There are no entrance fees charged to the public to drive into the Great Smoky Mountains National Park, and it is interesting to us that this one association can spread their funds wide enough to cover the following highlights of the park budget:
$169,400 to pay salaries for seasonal rangers who staff visitor centers and present interpretive walks and talks in the park. This sum will include a new ranger stationed on Mt. Le Conte who will contact day hikers, backpackers, and lodge guests and stress different ways these users can help preserve the fragile eco-system atop the mountain.
$100,000 for supplies, equipment and personnel for the save the hemlock trees project.
$25,750 to sponsor the ongoing bear population monitoring project conducted by the University of Tennessee, including the work of a bear warden.
$127,000 for the Appalachian Highlands Science Learning Center at Purchase Knob, located above Maggie Valley.
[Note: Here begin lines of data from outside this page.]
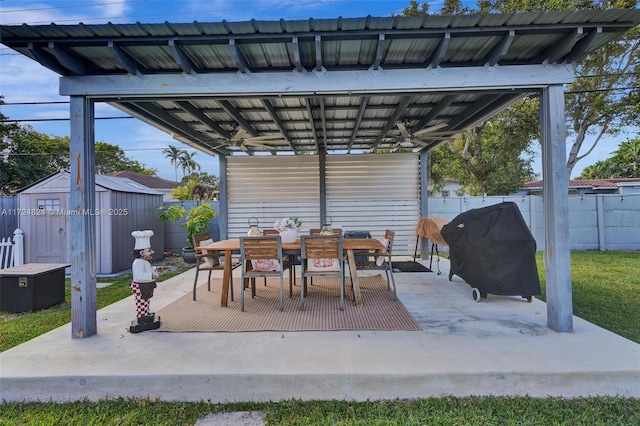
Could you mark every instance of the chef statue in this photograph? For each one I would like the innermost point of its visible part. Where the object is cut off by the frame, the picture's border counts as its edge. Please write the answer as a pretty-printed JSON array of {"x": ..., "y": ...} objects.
[{"x": 143, "y": 283}]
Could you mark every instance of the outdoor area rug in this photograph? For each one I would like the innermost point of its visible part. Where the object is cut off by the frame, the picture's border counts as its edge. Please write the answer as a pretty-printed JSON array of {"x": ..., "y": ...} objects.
[
  {"x": 409, "y": 266},
  {"x": 378, "y": 310}
]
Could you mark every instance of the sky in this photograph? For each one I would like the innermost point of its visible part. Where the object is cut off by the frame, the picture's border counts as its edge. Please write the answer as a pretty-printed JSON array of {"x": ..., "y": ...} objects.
[{"x": 26, "y": 83}]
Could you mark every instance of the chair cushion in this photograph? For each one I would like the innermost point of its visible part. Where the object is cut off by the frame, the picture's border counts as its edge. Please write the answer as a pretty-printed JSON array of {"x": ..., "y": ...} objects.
[
  {"x": 323, "y": 265},
  {"x": 265, "y": 265},
  {"x": 209, "y": 261},
  {"x": 380, "y": 259}
]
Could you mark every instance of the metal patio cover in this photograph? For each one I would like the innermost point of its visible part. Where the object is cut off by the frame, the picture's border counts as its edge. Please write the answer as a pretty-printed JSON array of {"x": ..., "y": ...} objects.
[{"x": 318, "y": 85}]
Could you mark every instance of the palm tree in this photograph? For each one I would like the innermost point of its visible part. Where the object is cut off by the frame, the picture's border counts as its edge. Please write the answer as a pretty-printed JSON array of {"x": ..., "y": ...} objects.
[
  {"x": 175, "y": 156},
  {"x": 187, "y": 163}
]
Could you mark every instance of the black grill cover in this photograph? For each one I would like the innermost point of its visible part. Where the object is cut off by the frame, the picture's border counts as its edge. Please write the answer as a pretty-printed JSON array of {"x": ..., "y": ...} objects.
[{"x": 492, "y": 249}]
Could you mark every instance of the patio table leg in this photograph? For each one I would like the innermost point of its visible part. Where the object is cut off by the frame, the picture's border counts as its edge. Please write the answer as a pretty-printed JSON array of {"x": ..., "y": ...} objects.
[
  {"x": 226, "y": 281},
  {"x": 354, "y": 277}
]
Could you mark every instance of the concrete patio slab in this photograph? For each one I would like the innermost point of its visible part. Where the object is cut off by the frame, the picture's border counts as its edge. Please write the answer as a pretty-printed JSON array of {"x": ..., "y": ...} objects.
[{"x": 498, "y": 346}]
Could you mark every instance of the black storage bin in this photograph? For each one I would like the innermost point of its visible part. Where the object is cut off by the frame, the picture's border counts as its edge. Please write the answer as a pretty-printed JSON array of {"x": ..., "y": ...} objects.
[
  {"x": 31, "y": 287},
  {"x": 358, "y": 234}
]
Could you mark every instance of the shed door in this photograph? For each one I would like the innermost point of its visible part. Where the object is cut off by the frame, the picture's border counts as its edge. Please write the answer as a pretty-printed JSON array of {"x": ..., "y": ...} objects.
[{"x": 48, "y": 242}]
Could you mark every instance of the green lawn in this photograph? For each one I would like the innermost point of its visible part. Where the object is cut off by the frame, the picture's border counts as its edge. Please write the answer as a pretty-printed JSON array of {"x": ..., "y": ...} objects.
[{"x": 604, "y": 286}]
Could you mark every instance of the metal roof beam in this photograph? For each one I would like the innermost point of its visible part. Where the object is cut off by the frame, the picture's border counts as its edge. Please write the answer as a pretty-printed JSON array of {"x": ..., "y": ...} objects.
[
  {"x": 233, "y": 112},
  {"x": 125, "y": 59},
  {"x": 197, "y": 113},
  {"x": 440, "y": 52},
  {"x": 181, "y": 58},
  {"x": 583, "y": 46},
  {"x": 238, "y": 57},
  {"x": 307, "y": 102},
  {"x": 337, "y": 83},
  {"x": 175, "y": 127},
  {"x": 561, "y": 49},
  {"x": 319, "y": 65},
  {"x": 295, "y": 46},
  {"x": 499, "y": 50},
  {"x": 73, "y": 63},
  {"x": 274, "y": 116},
  {"x": 477, "y": 112},
  {"x": 378, "y": 59},
  {"x": 391, "y": 122},
  {"x": 437, "y": 109},
  {"x": 323, "y": 121},
  {"x": 46, "y": 59},
  {"x": 358, "y": 122}
]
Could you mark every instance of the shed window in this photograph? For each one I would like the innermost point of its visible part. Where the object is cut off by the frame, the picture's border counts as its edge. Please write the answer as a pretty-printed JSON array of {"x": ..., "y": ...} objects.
[{"x": 47, "y": 205}]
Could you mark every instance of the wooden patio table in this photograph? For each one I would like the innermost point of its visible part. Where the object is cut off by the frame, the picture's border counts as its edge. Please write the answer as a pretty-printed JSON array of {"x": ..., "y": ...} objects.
[{"x": 348, "y": 245}]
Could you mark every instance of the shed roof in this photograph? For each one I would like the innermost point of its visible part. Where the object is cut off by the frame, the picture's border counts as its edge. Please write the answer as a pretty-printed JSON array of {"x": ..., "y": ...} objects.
[
  {"x": 319, "y": 85},
  {"x": 110, "y": 183},
  {"x": 146, "y": 180}
]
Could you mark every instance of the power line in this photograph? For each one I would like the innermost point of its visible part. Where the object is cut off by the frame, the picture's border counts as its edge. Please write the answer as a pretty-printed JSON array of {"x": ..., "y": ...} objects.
[{"x": 34, "y": 120}]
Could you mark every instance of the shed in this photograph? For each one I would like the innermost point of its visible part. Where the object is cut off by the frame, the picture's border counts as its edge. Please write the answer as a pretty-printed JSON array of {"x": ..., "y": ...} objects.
[{"x": 121, "y": 206}]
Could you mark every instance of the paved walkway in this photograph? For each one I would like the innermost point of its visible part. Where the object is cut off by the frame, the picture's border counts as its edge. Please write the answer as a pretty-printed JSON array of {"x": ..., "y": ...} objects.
[{"x": 498, "y": 346}]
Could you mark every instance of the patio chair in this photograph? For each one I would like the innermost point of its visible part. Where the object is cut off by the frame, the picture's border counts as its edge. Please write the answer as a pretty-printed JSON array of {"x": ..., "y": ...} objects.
[
  {"x": 261, "y": 257},
  {"x": 288, "y": 263},
  {"x": 209, "y": 260},
  {"x": 318, "y": 231},
  {"x": 322, "y": 256},
  {"x": 381, "y": 261}
]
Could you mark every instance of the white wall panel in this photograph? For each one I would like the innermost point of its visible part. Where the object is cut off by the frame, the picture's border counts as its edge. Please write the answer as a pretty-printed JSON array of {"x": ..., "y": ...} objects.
[
  {"x": 374, "y": 193},
  {"x": 270, "y": 188}
]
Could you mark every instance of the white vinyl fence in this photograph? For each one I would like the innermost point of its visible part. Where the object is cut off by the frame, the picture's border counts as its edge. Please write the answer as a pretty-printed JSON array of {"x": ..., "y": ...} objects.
[
  {"x": 12, "y": 251},
  {"x": 596, "y": 222}
]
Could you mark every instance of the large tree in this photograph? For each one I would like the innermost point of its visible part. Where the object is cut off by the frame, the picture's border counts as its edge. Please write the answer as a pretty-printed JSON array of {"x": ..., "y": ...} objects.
[
  {"x": 174, "y": 154},
  {"x": 491, "y": 159},
  {"x": 599, "y": 103}
]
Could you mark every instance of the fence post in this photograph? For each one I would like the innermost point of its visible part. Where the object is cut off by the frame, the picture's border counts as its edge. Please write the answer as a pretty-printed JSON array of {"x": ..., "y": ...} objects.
[
  {"x": 602, "y": 244},
  {"x": 18, "y": 247}
]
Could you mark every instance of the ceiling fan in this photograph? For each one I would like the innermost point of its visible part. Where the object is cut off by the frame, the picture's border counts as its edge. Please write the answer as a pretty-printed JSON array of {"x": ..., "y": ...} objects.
[{"x": 268, "y": 142}]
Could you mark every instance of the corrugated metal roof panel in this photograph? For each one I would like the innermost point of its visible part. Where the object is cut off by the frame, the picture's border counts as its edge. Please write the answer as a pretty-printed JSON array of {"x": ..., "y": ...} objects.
[{"x": 369, "y": 44}]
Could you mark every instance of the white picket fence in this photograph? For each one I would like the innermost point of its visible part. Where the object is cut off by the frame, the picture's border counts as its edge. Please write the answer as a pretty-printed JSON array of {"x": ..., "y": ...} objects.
[{"x": 12, "y": 251}]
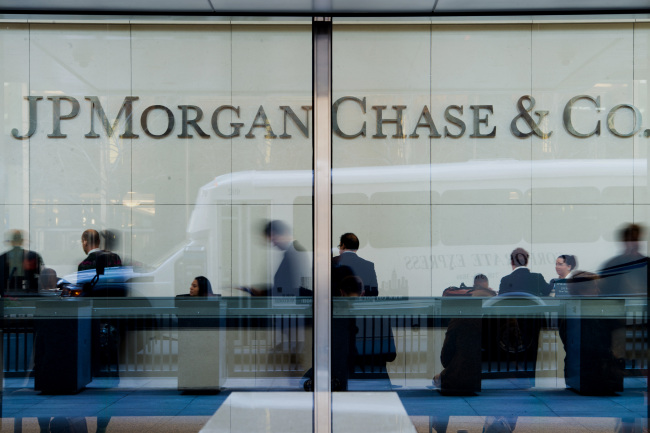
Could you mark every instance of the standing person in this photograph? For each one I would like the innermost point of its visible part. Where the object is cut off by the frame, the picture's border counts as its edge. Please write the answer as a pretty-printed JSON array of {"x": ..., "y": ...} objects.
[
  {"x": 627, "y": 273},
  {"x": 521, "y": 279},
  {"x": 349, "y": 260},
  {"x": 288, "y": 278},
  {"x": 564, "y": 266},
  {"x": 90, "y": 244},
  {"x": 19, "y": 268}
]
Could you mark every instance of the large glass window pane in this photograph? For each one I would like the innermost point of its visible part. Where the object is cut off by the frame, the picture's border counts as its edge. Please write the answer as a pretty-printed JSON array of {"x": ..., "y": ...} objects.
[
  {"x": 184, "y": 153},
  {"x": 493, "y": 176}
]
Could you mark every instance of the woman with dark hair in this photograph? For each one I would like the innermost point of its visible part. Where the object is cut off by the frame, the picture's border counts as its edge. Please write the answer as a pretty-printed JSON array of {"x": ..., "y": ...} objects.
[
  {"x": 200, "y": 287},
  {"x": 564, "y": 266}
]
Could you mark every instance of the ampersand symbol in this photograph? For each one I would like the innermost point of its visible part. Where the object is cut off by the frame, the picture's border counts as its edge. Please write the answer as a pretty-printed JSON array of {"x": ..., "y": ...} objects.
[{"x": 524, "y": 114}]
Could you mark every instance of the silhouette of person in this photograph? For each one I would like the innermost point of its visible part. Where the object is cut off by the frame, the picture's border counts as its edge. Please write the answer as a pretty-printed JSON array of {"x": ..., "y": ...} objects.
[
  {"x": 592, "y": 363},
  {"x": 20, "y": 269},
  {"x": 564, "y": 266},
  {"x": 521, "y": 279},
  {"x": 348, "y": 260},
  {"x": 200, "y": 287},
  {"x": 627, "y": 273},
  {"x": 288, "y": 278},
  {"x": 90, "y": 243}
]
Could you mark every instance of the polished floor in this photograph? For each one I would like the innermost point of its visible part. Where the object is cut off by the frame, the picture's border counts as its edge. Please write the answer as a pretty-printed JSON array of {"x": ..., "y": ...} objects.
[{"x": 154, "y": 405}]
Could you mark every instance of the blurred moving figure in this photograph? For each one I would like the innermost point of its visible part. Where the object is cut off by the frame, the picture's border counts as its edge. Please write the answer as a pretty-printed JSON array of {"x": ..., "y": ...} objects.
[
  {"x": 90, "y": 243},
  {"x": 293, "y": 269},
  {"x": 348, "y": 258},
  {"x": 20, "y": 269},
  {"x": 627, "y": 273},
  {"x": 593, "y": 365}
]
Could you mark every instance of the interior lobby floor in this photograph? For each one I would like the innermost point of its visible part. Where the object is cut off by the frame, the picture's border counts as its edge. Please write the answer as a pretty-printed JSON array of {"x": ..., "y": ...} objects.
[{"x": 154, "y": 404}]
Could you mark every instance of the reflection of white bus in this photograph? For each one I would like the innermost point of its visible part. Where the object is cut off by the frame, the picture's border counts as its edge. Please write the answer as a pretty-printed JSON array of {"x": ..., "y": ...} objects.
[{"x": 416, "y": 222}]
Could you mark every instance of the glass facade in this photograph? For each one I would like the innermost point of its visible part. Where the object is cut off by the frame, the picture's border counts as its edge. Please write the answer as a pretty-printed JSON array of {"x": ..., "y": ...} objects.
[{"x": 162, "y": 219}]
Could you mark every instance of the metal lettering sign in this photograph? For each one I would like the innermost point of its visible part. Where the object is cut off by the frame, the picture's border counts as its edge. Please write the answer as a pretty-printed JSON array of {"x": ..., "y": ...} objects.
[{"x": 527, "y": 121}]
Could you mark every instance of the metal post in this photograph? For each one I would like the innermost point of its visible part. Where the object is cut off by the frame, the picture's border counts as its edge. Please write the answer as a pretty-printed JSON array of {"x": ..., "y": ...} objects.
[{"x": 322, "y": 81}]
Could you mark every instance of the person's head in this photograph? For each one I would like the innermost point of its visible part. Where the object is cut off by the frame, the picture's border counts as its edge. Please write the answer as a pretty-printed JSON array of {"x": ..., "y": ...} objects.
[
  {"x": 583, "y": 283},
  {"x": 31, "y": 262},
  {"x": 349, "y": 241},
  {"x": 564, "y": 264},
  {"x": 481, "y": 280},
  {"x": 89, "y": 240},
  {"x": 519, "y": 257},
  {"x": 14, "y": 238},
  {"x": 278, "y": 233},
  {"x": 631, "y": 235},
  {"x": 200, "y": 287},
  {"x": 351, "y": 286},
  {"x": 111, "y": 240},
  {"x": 47, "y": 279}
]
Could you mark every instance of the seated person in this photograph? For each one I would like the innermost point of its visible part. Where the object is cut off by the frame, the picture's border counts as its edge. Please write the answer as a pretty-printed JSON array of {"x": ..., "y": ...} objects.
[{"x": 200, "y": 287}]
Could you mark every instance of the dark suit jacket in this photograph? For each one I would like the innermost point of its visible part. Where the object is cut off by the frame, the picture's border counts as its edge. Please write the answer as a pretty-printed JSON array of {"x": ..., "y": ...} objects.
[
  {"x": 522, "y": 280},
  {"x": 23, "y": 275},
  {"x": 361, "y": 268},
  {"x": 288, "y": 278},
  {"x": 109, "y": 260}
]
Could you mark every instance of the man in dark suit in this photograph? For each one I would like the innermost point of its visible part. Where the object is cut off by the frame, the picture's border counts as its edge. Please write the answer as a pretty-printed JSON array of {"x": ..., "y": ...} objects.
[
  {"x": 521, "y": 279},
  {"x": 19, "y": 268},
  {"x": 90, "y": 244},
  {"x": 349, "y": 263}
]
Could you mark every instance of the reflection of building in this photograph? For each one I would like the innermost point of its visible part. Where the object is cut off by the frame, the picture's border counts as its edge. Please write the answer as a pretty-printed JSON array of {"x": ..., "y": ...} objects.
[
  {"x": 395, "y": 286},
  {"x": 428, "y": 190}
]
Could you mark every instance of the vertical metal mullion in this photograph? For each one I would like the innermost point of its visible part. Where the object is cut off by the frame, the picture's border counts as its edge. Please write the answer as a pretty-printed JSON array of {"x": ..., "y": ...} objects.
[{"x": 322, "y": 82}]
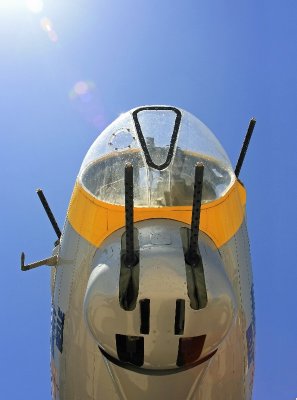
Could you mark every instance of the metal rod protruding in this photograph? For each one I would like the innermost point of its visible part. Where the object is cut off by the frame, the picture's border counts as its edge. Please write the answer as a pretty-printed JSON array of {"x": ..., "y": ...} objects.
[
  {"x": 131, "y": 258},
  {"x": 198, "y": 183},
  {"x": 245, "y": 146},
  {"x": 49, "y": 212}
]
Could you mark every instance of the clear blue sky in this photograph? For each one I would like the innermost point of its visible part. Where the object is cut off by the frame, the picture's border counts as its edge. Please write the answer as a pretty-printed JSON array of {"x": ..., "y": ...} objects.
[{"x": 224, "y": 61}]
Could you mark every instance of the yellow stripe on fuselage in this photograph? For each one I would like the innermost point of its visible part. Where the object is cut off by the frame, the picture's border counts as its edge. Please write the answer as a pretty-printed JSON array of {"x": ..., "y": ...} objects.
[{"x": 95, "y": 220}]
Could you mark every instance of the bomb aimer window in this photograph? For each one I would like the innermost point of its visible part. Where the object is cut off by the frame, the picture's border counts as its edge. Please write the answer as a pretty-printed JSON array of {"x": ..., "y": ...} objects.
[{"x": 102, "y": 172}]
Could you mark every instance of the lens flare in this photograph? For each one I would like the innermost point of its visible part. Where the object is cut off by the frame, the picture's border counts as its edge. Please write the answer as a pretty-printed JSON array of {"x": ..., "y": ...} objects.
[
  {"x": 35, "y": 6},
  {"x": 47, "y": 26},
  {"x": 86, "y": 101}
]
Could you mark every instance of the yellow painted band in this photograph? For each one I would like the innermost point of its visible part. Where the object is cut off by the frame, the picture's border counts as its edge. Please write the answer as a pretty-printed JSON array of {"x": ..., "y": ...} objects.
[{"x": 95, "y": 220}]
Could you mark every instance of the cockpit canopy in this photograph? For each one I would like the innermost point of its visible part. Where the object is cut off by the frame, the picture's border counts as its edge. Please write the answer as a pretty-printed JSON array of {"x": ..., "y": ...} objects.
[{"x": 163, "y": 144}]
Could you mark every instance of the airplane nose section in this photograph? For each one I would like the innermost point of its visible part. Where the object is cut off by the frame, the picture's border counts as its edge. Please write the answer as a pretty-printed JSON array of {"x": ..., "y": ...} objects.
[{"x": 155, "y": 332}]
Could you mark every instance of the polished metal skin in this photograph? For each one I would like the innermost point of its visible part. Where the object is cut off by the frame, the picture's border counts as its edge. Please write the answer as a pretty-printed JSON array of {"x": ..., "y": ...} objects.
[{"x": 88, "y": 319}]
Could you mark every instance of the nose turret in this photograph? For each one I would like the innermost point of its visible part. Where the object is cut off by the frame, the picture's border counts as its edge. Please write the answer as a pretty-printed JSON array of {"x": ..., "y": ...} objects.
[{"x": 163, "y": 330}]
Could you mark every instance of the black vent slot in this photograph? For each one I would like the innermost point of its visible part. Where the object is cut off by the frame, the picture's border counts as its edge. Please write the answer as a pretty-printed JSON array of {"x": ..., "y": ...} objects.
[
  {"x": 189, "y": 350},
  {"x": 144, "y": 316},
  {"x": 130, "y": 349},
  {"x": 179, "y": 317}
]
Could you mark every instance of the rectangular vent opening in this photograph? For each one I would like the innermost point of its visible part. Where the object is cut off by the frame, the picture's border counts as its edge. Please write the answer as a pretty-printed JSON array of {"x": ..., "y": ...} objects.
[
  {"x": 145, "y": 316},
  {"x": 130, "y": 349},
  {"x": 179, "y": 317}
]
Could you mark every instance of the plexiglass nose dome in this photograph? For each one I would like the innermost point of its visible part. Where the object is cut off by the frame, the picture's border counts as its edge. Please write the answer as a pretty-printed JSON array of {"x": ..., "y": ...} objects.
[{"x": 163, "y": 144}]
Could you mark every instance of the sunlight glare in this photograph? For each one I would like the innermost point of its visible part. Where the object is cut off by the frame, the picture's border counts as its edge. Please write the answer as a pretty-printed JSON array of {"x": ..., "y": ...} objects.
[{"x": 47, "y": 26}]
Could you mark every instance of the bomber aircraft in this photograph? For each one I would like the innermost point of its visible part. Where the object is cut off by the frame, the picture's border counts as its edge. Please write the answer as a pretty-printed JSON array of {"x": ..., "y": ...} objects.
[{"x": 152, "y": 289}]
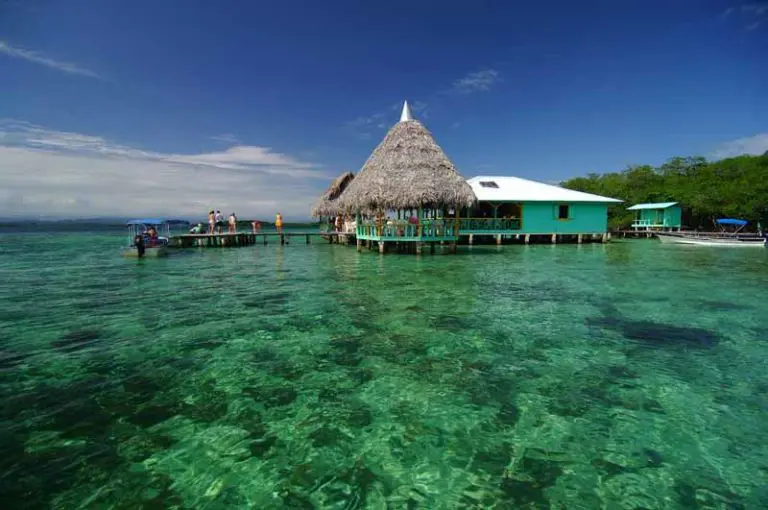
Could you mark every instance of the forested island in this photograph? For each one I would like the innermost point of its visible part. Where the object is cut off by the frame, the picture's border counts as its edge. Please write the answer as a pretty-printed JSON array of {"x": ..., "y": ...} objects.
[{"x": 731, "y": 188}]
Funds will cover facility renovations and mini grants for scientific research.
$20,000 for the ongoing experimental elk reintroduction project.
$72,000 for the All Taxa Biodiversity Inventory – a project to identify all species of plants and animals in the Smokies.
$72,500 for the continuing environmental education provided for adults and children at Tremont in the Park.
$31,000 for two seasonal wildlife technicians to control bears and non native wild hogs.
$27,000 to mow Cades Cove fields. This preserves the beauty and the historical integrity of the cove and enhances the wildlife viewing for visitors.
$26,000 to store the park’s artifact collection in Oak Ridge, TN.
$13,000 for air quality monitoring equipment.
Biodiesel Used in GSMA Truck
The purchase in 2004 of a diesel delivery van by the Great Smoky Mountain Association has proved itself to be a good one. The van is used to transport merchandise from the warehouse to visitor centers, and the new generation engine gets very good mileage and produces much less pollution than a regular diesel or gas vehicle.
“Standing right beside it,” says Terry Maddox, GSMA Executive Director, “You can’t hear it or smell it.”
A Maryville supplier provides biodiesel and delivers the fuel to a tank at the Sugarlands center in the park. The fuel is 20% vegetable product and some of it comes from recycled fat from restaurant deep fat fryers.
Next year, regular diesel will be refined in a new process that will remove sulfur and other pollutants and the park vehicles will be able to use either fuel. Biodiesel fuel gets about the same mileage as gasoline, but it burns cleaner with less pollution.